On Roasty Beers (Brew simply so that others may simply drink):
In addition to having a pretty regular craving for a good Belgian-style ale, one of my main everyday beer cravings is for a good roasty toasty beer. I love stouts and porters, and I've made many good dark beers, all slightly different, all with some pretty key common denominators:
-Simple recipes. I find that simple recipes often give birth to the most complex and well-defined flavors I've ever experienced in my homebrewing. For me, this actually came out of a historical look at the porter/stout tradition. I realized that some of the most tried and true recipes in history were outstandingly simple, so when I gave my first go at an Irish dry stout, it was a very simple recipe. When I gave it my second go, it was with an even simpler recipe. Same goes for my historical porter, which only has a few ingredients. These beers had wonderfully well-rounded flavors and great roast character, with no muddiness.
-Skip the crystal/caramel malt. You just don't really need it. Brown malt has been one of my secrets to great porters, and I think it adds an amazing character to the beer.
-Session it up. I'm pretty sure the most alcoholic dark beer I've made has been about 5% abv, and I've never felt like I was sacrificing flavor. I contend that a session stout or porter is easily the best bang for your buck as a homebrewer, especially because most of the time, the only hop addition is at the beginning of the boil. Save some money and calories, and relish in a flavorful beer that you can drink all day long. I will definitely brew a big ol imperial stout someday, but for everyday enjoyment, I prefer a good session brew.

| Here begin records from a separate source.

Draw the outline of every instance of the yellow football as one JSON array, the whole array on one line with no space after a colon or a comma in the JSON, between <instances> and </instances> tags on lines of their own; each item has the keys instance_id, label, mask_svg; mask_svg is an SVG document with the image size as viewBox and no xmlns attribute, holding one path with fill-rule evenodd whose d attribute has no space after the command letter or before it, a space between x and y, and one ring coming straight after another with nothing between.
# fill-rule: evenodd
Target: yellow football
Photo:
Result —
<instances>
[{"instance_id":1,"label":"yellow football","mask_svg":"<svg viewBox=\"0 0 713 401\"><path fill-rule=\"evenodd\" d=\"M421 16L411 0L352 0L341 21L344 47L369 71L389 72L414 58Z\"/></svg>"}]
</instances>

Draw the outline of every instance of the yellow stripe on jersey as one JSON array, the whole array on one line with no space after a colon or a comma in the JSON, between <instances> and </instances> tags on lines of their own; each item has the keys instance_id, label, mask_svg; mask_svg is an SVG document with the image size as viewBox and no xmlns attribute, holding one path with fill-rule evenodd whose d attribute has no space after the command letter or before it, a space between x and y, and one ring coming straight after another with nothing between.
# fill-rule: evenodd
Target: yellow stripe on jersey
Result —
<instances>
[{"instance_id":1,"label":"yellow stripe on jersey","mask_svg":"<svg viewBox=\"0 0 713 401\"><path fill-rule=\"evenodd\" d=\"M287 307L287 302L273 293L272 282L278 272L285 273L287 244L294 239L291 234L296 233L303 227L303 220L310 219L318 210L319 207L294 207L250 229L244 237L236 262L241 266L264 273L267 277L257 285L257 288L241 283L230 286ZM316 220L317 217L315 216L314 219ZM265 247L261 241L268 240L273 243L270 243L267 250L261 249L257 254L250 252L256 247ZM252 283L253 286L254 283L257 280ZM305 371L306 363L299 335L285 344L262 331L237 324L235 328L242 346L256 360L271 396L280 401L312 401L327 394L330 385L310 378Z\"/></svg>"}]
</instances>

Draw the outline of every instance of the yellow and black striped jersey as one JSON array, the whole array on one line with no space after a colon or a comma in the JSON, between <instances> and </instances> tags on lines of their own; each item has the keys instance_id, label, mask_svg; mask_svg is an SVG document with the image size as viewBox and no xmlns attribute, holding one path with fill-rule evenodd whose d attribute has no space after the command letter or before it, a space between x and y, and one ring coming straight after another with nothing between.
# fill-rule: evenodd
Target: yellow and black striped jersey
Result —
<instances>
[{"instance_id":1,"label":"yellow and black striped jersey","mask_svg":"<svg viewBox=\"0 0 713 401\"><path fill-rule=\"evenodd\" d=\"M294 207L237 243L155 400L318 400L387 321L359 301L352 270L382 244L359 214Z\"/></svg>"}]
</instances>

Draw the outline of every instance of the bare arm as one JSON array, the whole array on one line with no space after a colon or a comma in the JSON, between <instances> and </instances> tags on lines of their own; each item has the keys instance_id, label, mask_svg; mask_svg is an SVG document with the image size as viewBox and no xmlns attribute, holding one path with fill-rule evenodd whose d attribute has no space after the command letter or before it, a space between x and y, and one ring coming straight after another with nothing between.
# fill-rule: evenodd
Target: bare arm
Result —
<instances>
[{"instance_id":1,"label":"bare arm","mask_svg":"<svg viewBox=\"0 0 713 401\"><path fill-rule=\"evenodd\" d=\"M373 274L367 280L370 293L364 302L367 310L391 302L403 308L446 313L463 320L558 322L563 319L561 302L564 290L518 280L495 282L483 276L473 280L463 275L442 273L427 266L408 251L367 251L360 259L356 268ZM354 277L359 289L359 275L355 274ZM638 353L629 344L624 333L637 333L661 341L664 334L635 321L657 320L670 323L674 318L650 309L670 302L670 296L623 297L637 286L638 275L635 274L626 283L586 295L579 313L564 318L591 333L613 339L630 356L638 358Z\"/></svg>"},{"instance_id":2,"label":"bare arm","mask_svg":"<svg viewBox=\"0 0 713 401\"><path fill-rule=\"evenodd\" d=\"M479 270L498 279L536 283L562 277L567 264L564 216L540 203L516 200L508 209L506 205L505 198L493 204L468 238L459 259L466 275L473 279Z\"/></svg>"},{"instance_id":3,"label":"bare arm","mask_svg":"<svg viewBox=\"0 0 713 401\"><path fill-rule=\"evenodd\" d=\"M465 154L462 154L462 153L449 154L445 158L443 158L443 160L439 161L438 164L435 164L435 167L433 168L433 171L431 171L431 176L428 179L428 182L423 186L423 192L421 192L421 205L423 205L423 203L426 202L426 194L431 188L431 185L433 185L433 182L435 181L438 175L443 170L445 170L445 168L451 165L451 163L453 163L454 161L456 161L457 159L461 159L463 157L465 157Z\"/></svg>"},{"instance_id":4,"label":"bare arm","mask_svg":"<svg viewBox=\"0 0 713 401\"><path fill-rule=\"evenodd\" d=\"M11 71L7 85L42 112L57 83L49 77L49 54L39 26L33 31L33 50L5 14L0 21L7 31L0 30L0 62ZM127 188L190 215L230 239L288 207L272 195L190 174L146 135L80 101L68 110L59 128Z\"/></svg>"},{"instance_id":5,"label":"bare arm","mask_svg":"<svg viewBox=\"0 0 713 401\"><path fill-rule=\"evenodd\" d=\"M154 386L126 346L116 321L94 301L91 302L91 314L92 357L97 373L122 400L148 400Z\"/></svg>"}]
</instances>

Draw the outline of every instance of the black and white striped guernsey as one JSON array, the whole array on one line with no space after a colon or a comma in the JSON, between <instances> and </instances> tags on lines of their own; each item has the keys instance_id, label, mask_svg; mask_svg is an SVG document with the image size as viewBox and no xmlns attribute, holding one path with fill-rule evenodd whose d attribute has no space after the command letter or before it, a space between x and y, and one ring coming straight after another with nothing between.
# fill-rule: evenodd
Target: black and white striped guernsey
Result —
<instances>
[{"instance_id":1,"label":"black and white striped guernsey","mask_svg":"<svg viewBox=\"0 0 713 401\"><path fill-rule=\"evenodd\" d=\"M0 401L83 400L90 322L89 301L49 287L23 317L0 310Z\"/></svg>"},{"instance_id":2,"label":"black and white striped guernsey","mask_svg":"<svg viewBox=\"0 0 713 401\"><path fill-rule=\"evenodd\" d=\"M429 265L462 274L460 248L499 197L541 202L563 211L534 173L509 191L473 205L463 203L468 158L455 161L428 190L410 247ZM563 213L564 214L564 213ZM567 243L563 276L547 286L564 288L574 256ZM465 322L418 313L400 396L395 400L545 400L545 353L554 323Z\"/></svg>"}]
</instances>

-Bonus:add a little roasty kick to other malty beers. I like an English mild or brown ale with a little hint of roast to it. Also, one of the best things about the only Irish red I ever brewed was the little bit of dry roast on the finish, which was achieved through some pale chocolate malt (highly recommend this).
On Hoppy Beers (Read the article I linked at the top!):
I have made many tasty pale ales, especially as single-hop beers. Like everything else, I try to keep them simple and balanced, with some nice citrus/pine flavors. It's time for some IPA experiments. First will be my Maris Otter/East Kent Golding SMaSH IPA, whose ingredients arrived in the mail yesterday! I also think I'm overdue for a go at a Belgian IPA (which I think will be good for summer) and I really want to try my hand at a big-ass imperial/double IPA, so there will be more on hoppy beers to come very soon!